"Global average sea level has risen since 1961 at an average rate of 1.8 mm/yr and since 1993 at 3.1 mm/yr, with contributions from thermal expansion, melting glaciers and ice caps, and the polar ice sheets", according to the summary for policymakers, which warns that the earth's atmosphere already contains enough CO2 to raise sea levels by nearly 1.5 metres over the next millenium.
The summary also warns about a 5% drop in global GDP, a 50% reduction in African crop yields, destruction of the Amazon rainforest, widespread droughts, desertification, flooding and fierce storms.
Growth in global CO2 emissions must be curbed within seven years in order to prevent the extinction of 25% of the world's species, according to the IPCC. But some critics argue the IPCC's findings are out-of-date and too 'optimistic', and warn of impending climate-related catastrophes.
Ban Ki Moon, UN Secretary General, who conducted a global tour of climate change 'hot spots' before speaking to the IPCC, called on the US and China to "play a more constructive role" in reducing CO2 emissions.

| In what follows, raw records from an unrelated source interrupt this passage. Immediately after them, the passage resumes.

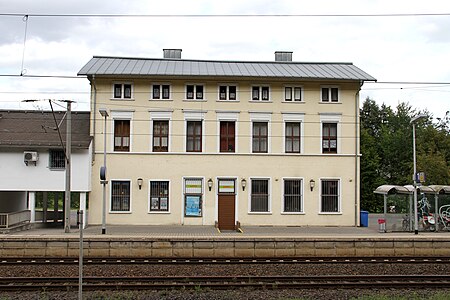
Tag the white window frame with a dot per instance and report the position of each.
(194, 116)
(260, 86)
(227, 85)
(161, 116)
(149, 195)
(261, 117)
(121, 115)
(269, 187)
(329, 87)
(294, 117)
(331, 118)
(232, 116)
(161, 92)
(122, 91)
(293, 87)
(339, 212)
(302, 212)
(110, 196)
(195, 92)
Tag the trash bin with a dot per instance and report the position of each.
(364, 217)
(382, 225)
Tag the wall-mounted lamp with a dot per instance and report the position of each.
(312, 184)
(243, 183)
(210, 184)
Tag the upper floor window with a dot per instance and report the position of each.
(292, 93)
(194, 92)
(160, 91)
(330, 199)
(57, 159)
(123, 90)
(122, 135)
(329, 138)
(120, 195)
(330, 94)
(260, 137)
(227, 92)
(260, 93)
(227, 136)
(194, 136)
(161, 136)
(292, 137)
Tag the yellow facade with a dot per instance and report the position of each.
(177, 164)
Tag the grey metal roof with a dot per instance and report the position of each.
(34, 130)
(121, 66)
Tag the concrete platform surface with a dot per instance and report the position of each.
(205, 232)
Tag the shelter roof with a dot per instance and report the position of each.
(37, 129)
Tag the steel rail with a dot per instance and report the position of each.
(267, 260)
(224, 282)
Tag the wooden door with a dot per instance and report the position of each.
(226, 212)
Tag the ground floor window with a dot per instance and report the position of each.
(329, 195)
(259, 201)
(159, 196)
(293, 195)
(193, 194)
(120, 195)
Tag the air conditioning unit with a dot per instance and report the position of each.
(30, 156)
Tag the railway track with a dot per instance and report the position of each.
(14, 284)
(293, 260)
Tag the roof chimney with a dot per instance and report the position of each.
(283, 55)
(172, 53)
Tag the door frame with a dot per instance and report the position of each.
(236, 197)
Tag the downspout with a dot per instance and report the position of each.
(357, 179)
(94, 111)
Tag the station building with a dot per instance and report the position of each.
(200, 142)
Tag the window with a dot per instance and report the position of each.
(120, 195)
(293, 195)
(292, 137)
(57, 159)
(260, 93)
(159, 196)
(193, 191)
(194, 136)
(227, 92)
(330, 94)
(194, 92)
(260, 137)
(160, 91)
(227, 136)
(329, 195)
(123, 90)
(160, 136)
(292, 93)
(122, 135)
(259, 195)
(329, 137)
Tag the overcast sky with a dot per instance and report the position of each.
(390, 48)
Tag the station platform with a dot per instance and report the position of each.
(208, 242)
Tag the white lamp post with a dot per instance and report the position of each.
(103, 180)
(416, 217)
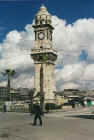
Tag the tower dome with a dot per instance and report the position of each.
(43, 17)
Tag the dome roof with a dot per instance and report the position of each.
(43, 11)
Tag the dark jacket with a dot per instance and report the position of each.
(37, 110)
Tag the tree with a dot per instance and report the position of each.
(10, 73)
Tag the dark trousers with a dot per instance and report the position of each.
(37, 116)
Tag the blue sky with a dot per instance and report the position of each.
(16, 14)
(73, 38)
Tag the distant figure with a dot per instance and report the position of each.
(38, 114)
(4, 108)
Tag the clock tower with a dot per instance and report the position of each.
(44, 56)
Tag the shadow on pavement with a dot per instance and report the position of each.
(83, 116)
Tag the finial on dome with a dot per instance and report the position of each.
(43, 8)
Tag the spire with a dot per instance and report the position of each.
(43, 8)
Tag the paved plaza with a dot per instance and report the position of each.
(71, 125)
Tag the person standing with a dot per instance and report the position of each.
(38, 114)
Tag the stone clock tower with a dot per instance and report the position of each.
(44, 55)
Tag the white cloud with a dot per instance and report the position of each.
(68, 39)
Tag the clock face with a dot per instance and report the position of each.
(50, 37)
(41, 35)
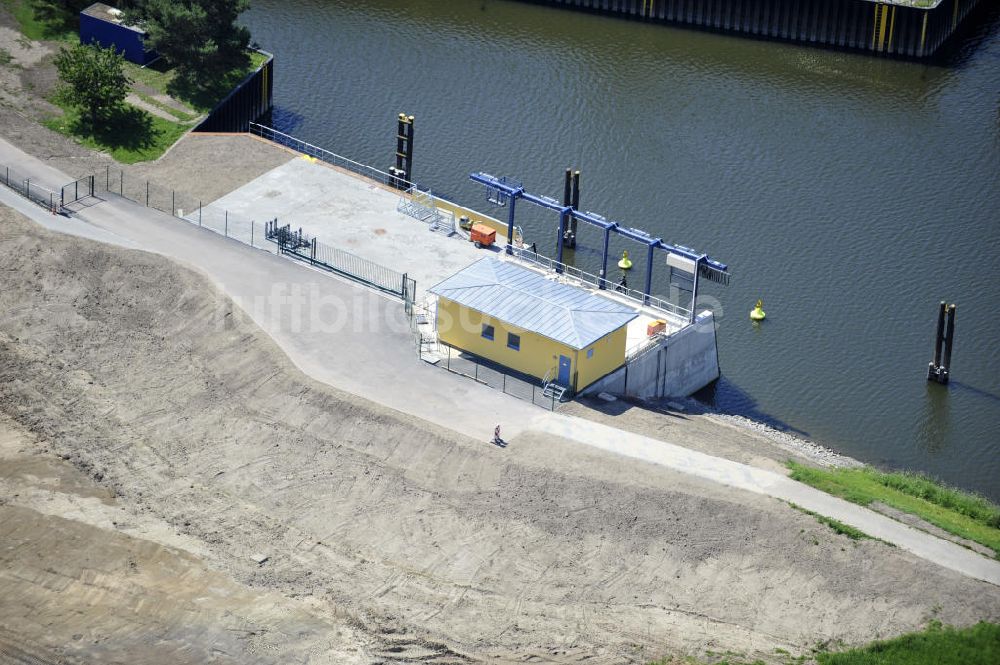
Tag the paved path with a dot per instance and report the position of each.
(359, 341)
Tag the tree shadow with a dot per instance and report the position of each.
(126, 127)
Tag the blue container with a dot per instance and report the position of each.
(99, 24)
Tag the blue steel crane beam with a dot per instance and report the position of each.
(703, 265)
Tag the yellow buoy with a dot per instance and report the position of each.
(626, 262)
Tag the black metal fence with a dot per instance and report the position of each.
(516, 384)
(296, 244)
(21, 183)
(79, 189)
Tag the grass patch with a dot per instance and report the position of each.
(836, 525)
(44, 21)
(960, 513)
(941, 645)
(180, 115)
(201, 94)
(133, 136)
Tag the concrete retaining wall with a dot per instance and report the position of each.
(680, 365)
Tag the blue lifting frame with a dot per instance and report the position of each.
(509, 192)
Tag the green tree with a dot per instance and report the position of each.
(94, 80)
(196, 36)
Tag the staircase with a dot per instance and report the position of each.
(552, 389)
(420, 204)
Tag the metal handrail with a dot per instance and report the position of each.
(304, 147)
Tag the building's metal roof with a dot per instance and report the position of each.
(528, 300)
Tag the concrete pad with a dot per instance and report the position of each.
(349, 213)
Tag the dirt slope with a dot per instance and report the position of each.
(418, 545)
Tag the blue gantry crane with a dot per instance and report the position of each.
(504, 191)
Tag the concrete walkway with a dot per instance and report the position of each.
(359, 341)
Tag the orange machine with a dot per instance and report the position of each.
(482, 235)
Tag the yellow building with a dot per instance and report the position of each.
(523, 320)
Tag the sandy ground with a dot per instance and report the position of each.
(387, 539)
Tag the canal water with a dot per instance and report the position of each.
(852, 194)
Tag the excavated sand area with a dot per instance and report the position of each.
(173, 490)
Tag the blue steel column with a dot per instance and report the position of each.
(510, 224)
(604, 259)
(694, 288)
(649, 271)
(563, 214)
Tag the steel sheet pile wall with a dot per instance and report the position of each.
(860, 24)
(247, 103)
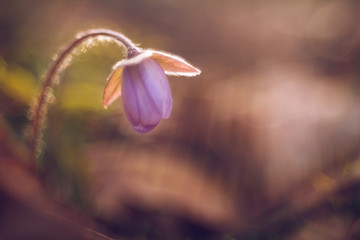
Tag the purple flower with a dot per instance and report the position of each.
(145, 88)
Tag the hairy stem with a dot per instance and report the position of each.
(39, 109)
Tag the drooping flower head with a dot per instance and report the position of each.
(142, 82)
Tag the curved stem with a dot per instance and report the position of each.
(39, 110)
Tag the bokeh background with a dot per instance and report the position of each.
(264, 144)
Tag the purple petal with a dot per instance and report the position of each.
(138, 104)
(157, 85)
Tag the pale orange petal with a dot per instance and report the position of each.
(113, 87)
(174, 65)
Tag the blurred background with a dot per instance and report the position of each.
(264, 144)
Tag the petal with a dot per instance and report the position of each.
(157, 86)
(174, 65)
(113, 87)
(138, 105)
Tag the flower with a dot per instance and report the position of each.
(145, 88)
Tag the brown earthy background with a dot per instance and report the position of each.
(264, 144)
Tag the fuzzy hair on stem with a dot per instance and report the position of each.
(39, 109)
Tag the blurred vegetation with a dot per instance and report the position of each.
(264, 144)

US and Chinese leaders will meet with their European and international counterparts in Bali to begin official talks on a global regime to deal with climate change.
The EU, which has a series of climate-change policies in place since 2000 and which considers its Emissions Trading Scheme (EU ETS) to be a flagship initiative, is hoping the Bali talks will produce a mandate to negotiate a successor to the Kyoto Protocol, set to expire in 2013.
But the US, which never ratified the Kyoto Protocol, has consistently expressed its opposition to binding CO2 emissions cuts imposed at international level, and China has argued that its development should not be stifled and that industrialised nations bear a greater historical responsibility for global warming.